LAMB: Would you vote for him for president today?

REEVES: Today? I would vote for him for president today, but he would not be president today. His health problems would have become public, and they were just too severe and too debilitating to make it possible. Today's press and political context are such -- the man was taking, in constant pain, every drug known to man including being injected with amphetamines. Dr. Max Jacobson, later to be known as Dr.

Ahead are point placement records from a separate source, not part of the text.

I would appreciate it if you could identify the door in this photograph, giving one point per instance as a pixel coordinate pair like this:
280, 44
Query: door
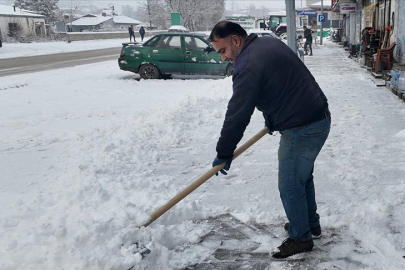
199, 62
169, 54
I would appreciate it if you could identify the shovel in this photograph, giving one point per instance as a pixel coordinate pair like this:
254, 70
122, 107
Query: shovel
181, 195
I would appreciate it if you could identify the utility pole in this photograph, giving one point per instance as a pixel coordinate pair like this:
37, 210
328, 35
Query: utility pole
321, 22
291, 25
150, 21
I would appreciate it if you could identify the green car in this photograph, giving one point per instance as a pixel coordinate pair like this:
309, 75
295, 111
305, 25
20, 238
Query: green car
173, 53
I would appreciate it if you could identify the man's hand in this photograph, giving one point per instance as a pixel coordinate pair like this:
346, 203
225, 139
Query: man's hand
219, 161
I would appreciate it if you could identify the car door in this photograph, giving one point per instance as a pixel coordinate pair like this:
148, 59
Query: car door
168, 54
197, 61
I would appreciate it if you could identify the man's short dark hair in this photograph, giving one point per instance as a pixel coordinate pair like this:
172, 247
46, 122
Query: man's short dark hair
224, 29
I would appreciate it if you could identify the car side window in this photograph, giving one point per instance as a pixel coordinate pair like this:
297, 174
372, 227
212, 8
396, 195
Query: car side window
150, 41
169, 42
174, 42
194, 43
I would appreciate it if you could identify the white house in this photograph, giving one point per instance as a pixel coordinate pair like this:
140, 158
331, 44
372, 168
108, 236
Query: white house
22, 22
91, 22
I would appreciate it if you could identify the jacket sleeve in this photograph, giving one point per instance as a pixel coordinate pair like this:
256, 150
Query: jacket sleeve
246, 89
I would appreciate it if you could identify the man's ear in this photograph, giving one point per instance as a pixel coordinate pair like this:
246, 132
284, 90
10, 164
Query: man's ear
236, 40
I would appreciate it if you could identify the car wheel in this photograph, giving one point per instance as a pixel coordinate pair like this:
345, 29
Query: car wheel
149, 71
229, 70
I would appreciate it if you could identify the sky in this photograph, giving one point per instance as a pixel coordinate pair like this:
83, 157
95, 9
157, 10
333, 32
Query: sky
87, 153
118, 4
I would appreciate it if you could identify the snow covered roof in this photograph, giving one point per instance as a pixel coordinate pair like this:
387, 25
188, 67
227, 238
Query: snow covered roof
125, 20
9, 11
319, 4
91, 21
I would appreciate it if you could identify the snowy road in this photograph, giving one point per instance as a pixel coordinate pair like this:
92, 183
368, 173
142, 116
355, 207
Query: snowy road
86, 153
37, 63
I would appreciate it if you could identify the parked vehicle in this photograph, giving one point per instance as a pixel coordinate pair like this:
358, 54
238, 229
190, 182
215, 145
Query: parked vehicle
262, 33
275, 19
173, 53
178, 29
281, 31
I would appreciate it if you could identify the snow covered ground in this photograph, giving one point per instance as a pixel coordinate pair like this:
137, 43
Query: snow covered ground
11, 50
87, 153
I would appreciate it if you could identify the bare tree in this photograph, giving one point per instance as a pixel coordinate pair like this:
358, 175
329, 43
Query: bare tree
196, 15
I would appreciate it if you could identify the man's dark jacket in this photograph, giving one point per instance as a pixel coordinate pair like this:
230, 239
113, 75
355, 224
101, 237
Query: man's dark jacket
268, 75
308, 34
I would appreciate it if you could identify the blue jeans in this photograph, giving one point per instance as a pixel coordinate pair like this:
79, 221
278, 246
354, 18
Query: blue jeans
298, 150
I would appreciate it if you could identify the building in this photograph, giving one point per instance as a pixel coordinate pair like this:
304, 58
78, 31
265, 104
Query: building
15, 21
247, 22
91, 22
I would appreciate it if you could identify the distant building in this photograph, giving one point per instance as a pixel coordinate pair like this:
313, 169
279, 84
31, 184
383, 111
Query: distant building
15, 21
91, 22
247, 22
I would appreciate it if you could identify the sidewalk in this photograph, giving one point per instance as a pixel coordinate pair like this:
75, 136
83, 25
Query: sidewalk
359, 182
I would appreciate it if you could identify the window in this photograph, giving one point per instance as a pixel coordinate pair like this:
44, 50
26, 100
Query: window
194, 43
150, 41
12, 28
169, 42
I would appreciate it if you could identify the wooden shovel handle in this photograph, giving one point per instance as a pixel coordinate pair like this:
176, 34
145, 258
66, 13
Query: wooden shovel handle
181, 195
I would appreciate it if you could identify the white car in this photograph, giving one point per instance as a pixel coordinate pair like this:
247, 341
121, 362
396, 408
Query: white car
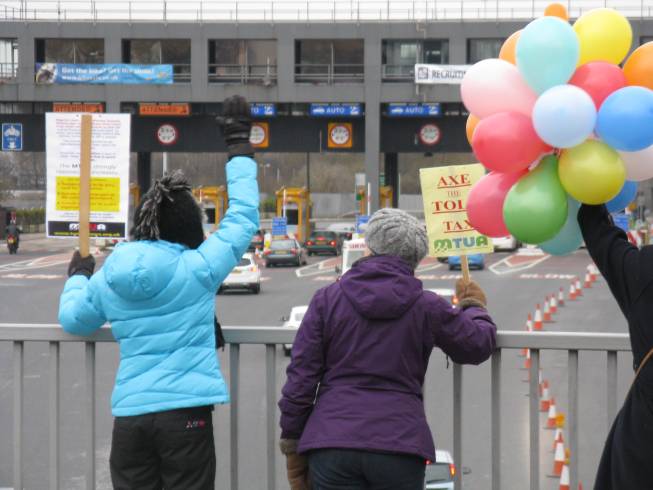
440, 474
246, 275
508, 243
294, 320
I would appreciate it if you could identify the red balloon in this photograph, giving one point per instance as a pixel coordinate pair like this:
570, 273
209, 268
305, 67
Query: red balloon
599, 79
485, 202
507, 142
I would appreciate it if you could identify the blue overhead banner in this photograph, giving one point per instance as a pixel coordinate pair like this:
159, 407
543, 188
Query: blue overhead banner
335, 110
117, 73
414, 110
263, 110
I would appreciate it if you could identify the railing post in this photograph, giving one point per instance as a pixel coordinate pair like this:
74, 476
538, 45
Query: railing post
534, 420
457, 423
271, 412
573, 417
90, 415
53, 409
495, 426
18, 414
234, 366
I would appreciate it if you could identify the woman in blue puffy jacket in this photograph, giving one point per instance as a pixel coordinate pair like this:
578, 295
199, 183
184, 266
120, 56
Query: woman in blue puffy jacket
158, 294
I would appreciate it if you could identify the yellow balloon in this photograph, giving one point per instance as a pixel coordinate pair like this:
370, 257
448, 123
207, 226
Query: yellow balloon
603, 35
592, 172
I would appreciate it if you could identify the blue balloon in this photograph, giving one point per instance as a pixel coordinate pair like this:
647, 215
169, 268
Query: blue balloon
564, 116
569, 238
625, 119
547, 53
624, 198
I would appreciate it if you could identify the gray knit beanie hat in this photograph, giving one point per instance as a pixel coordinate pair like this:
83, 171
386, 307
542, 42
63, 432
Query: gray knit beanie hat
395, 232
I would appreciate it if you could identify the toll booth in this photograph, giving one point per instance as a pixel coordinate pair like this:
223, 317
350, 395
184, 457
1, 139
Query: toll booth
297, 209
214, 200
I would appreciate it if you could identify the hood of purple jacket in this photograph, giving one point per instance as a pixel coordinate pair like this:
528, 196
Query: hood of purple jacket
381, 287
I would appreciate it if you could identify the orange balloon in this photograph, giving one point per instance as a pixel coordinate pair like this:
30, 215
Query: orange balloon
509, 49
472, 121
556, 10
639, 66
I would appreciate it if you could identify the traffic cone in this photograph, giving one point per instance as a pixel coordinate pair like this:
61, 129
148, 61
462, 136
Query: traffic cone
538, 324
572, 292
564, 478
558, 460
551, 420
554, 305
529, 328
547, 311
545, 401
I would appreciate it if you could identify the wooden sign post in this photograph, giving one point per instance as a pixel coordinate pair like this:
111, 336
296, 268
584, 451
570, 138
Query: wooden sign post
85, 185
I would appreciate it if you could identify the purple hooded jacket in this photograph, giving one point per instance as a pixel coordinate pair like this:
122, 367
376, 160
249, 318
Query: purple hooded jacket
360, 356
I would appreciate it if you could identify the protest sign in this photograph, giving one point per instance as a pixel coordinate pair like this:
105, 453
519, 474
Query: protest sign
109, 174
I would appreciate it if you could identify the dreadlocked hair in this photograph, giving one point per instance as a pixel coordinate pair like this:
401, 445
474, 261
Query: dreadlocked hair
168, 211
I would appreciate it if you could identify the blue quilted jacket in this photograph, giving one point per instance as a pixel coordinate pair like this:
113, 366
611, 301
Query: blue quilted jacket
159, 298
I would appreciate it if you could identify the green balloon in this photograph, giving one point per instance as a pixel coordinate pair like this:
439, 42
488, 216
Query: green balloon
535, 208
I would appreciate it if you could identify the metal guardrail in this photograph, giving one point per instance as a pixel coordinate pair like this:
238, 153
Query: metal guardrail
573, 343
299, 10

Feelgood, traveled secretly with Kennedy to keep him up with corticosteroids. These things all had side effects, including depression. Increased sexual desire was one side effect.

All of that would have come out, including the fact that he was lying about having Addison's disease, which was a terminal disease that he kept in check by stashing medication in safety deposit boxes around the world because he was the first Addisonian to ever survive traumatic surgery, which trauma triggers the -- the disease is a withering away of the adrenal glands, and when they're gone you die. But the cortisone could substitute, they found during the war. His operation, without his name on it, was so famous among doctors that his entire medical history was in the Journal of the American Medical Association in 1957, without his name. It just said, "the 37-year-old man," but today the press would have found it.


PS. this internet is a scary thing, all kinds of info that we can go and dig up -vbg- and if the markets were not
so darn somnambulant, it would not be History Monday Funday

The nuclear arms race of the late 1940's and 1950's certainly did lead to this domino doctrine that got the US
involved in Korea and Vietnam, while getting the Russian's into Afganistan and eastern european conflicts.